Center for Genomics and Systems Biology, Department of Biology, New York University, New York, NY 10003, USA.
Nucleic Acids Res. 2012 Mar;40(6):2399-413. doi: 10.1093/nar/gkr1078. Epub 2011 Nov 28.
Simple sequence repeats (SSRs) are indel mutational hotspots in genomes. In prokaryotes, SSR loci can cause phase variation, a microbial survival strategy that relies on stochastic, reversible on-off switching of gene activity. By analyzing multiple strains of 42 fully sequenced prokaryotic species, we measure the relative variability and density distribution of SSRs in coding regions. We demonstrate that repeat type strongly influences indel mutation rates, and that the most mutable types are most strongly avoided across genomes. We thoroughly characterize SSR density and variability as a function of N→C position along protein sequences. Using codon-shuffling algorithms that preserve amino acid sequence, we assess evolutionary pressures on SSRs. We find that coding sequences suppress repeats in the middle of proteins, and enrich repeats near termini, yielding U-shaped SSR density curves. We show that for many species this characteristic shape can be attributed to purely biophysical constraints of protein structure. In multiple cases, however, particularly in certain pathogenic bacteria, we observe over enrichment of SSRs near protein N-termini significantly beyond expectation based on structural constraints. This increases the probability that frameshifts result in non-functional proteins, revealing that these species may evolutionarily tune SSR positions in coding regions to facilitate phase variation.

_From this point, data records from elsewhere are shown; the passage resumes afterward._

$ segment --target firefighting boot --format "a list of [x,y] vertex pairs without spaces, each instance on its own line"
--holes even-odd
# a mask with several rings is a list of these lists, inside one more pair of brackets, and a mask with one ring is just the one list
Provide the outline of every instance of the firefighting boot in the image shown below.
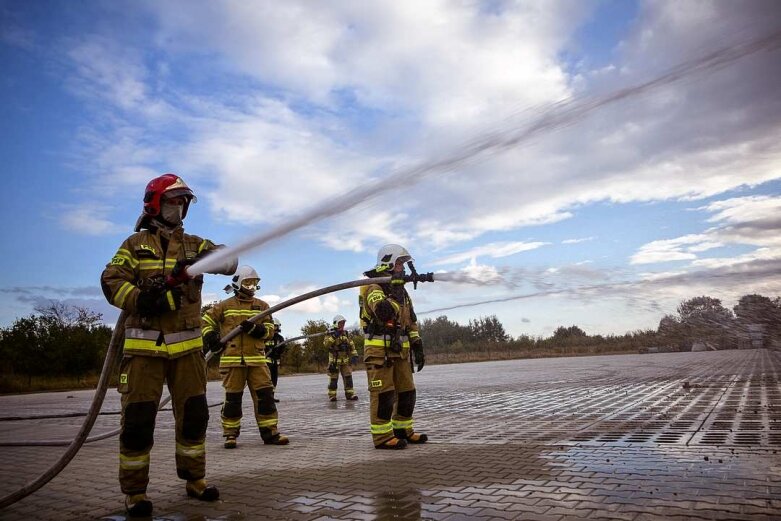
[[125,509],[130,517],[149,517],[152,515],[152,502],[146,494],[128,494],[125,496]]
[[428,441],[427,435],[417,432],[407,434],[406,429],[393,429],[393,435],[402,440],[407,440],[408,443],[412,443],[413,445],[420,445],[421,443],[426,443]]
[[277,433],[270,438],[263,438],[263,443],[266,445],[287,445],[290,443],[290,439],[287,436],[282,436],[281,434]]
[[358,399],[358,395],[357,394],[351,394],[350,396],[347,396],[346,399],[348,399],[348,400],[350,400],[352,402],[352,401],[355,401],[355,400]]
[[400,450],[407,446],[407,440],[400,438],[391,438],[386,442],[375,445],[375,449]]
[[220,498],[220,491],[214,485],[207,485],[206,480],[201,478],[195,481],[188,481],[185,485],[187,495],[200,499],[201,501],[217,501]]
[[332,402],[335,402],[336,401],[336,396],[329,396],[328,399],[331,400]]
[[236,448],[236,436],[225,436],[225,448],[226,449],[235,449]]

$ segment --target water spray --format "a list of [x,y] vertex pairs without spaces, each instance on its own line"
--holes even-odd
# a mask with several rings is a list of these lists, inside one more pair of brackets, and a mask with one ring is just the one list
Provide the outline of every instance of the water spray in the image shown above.
[[[574,97],[564,101],[543,105],[536,110],[536,118],[522,122],[510,122],[503,128],[480,134],[444,155],[418,165],[398,170],[386,178],[377,179],[357,186],[343,195],[336,196],[305,210],[296,218],[288,220],[270,231],[246,239],[236,246],[223,248],[187,268],[191,277],[214,269],[221,262],[249,250],[267,244],[305,226],[325,218],[341,214],[361,203],[380,195],[410,187],[434,174],[444,174],[473,164],[487,156],[496,155],[511,148],[524,146],[534,139],[556,132],[585,119],[593,112],[624,101],[640,97],[656,89],[669,86],[691,76],[705,74],[747,56],[776,50],[781,47],[781,30],[758,38],[722,47],[714,52],[684,62],[660,76],[630,87],[603,95]],[[517,118],[516,118],[517,119]]]

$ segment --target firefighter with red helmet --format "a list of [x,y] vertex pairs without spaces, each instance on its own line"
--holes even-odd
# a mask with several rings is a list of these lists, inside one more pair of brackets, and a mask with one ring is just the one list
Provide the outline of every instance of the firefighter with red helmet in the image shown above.
[[328,351],[328,399],[336,401],[336,390],[339,386],[339,373],[342,374],[344,397],[347,400],[357,400],[353,389],[353,366],[358,363],[358,351],[355,344],[344,329],[347,322],[342,315],[336,315],[333,327],[325,335],[323,344]]
[[[203,276],[187,267],[218,246],[184,233],[182,222],[195,195],[175,174],[152,179],[135,232],[125,239],[101,275],[106,299],[127,313],[118,391],[122,395],[119,483],[131,517],[151,515],[146,496],[149,455],[163,383],[176,421],[176,472],[191,497],[214,501],[207,485],[205,437],[206,364],[201,340]],[[232,258],[210,273],[230,275]]]
[[[404,288],[404,263],[412,256],[398,244],[387,244],[377,254],[367,277],[391,276],[390,283],[361,286],[358,305],[364,332],[363,359],[369,381],[371,433],[377,449],[403,449],[428,441],[415,432],[415,381],[410,350],[418,371],[426,363],[412,300]],[[410,267],[412,265],[410,264]]]
[[[204,345],[210,351],[222,352],[220,374],[225,402],[220,417],[226,449],[235,449],[237,445],[236,439],[241,431],[241,399],[247,385],[263,443],[289,443],[287,436],[277,431],[279,416],[265,353],[265,341],[274,338],[276,326],[271,316],[265,316],[257,323],[249,320],[269,308],[265,301],[255,297],[259,284],[260,277],[252,266],[239,267],[231,285],[225,288],[226,291],[232,290],[233,296],[216,303],[201,317]],[[223,344],[221,335],[236,327],[241,328],[241,334],[233,337],[227,345]]]

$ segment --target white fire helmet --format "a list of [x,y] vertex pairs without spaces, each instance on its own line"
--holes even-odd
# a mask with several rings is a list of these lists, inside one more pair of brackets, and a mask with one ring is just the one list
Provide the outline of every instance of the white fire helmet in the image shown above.
[[253,296],[260,289],[260,276],[252,266],[239,266],[231,279],[231,287],[236,293]]
[[342,315],[336,315],[333,321],[334,327],[338,328],[340,322],[347,322],[347,319],[344,318]]
[[397,260],[401,262],[414,261],[404,246],[398,244],[386,244],[377,252],[377,265],[374,270],[377,273],[392,271]]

简单序列重复(SSR)是基因组中的插入/缺失突变热点。在原核生物中,SSR 位点可导致表型变异,这是一种依赖于基因活性随机、可逆的开/关切换的微生物生存策略。通过分析 42 个完全测序的原核生物物种的多个菌株,我们测量了编码区中 SSR 的相对可变性和密度分布。我们证明重复类型强烈影响插入/缺失突变率,并且在整个基因组中,最易变的类型被强烈避免。我们彻底研究了 SSR 密度和可变性作为蛋白质序列中 N→C 位置的函数。使用保留氨基酸序列的密码子洗牌算法,我们评估了 SSR 上的进化压力。我们发现编码序列抑制蛋白质中间的重复,并且在末端富集重复,从而产生 U 形 SSR 密度曲线。我们表明,对于许多物种,这种特征形状可以归因于蛋白质结构的纯物理约束。然而,在多种情况下,特别是在某些致病性细菌中,我们观察到蛋白质 N 末端附近的 SSR 过度富集,明显超出基于结构约束的预期。这增加了移码导致非功能性蛋白质的概率,表明这些物种可能在进化上调整编码区中 SSR 的位置以促进表型变异。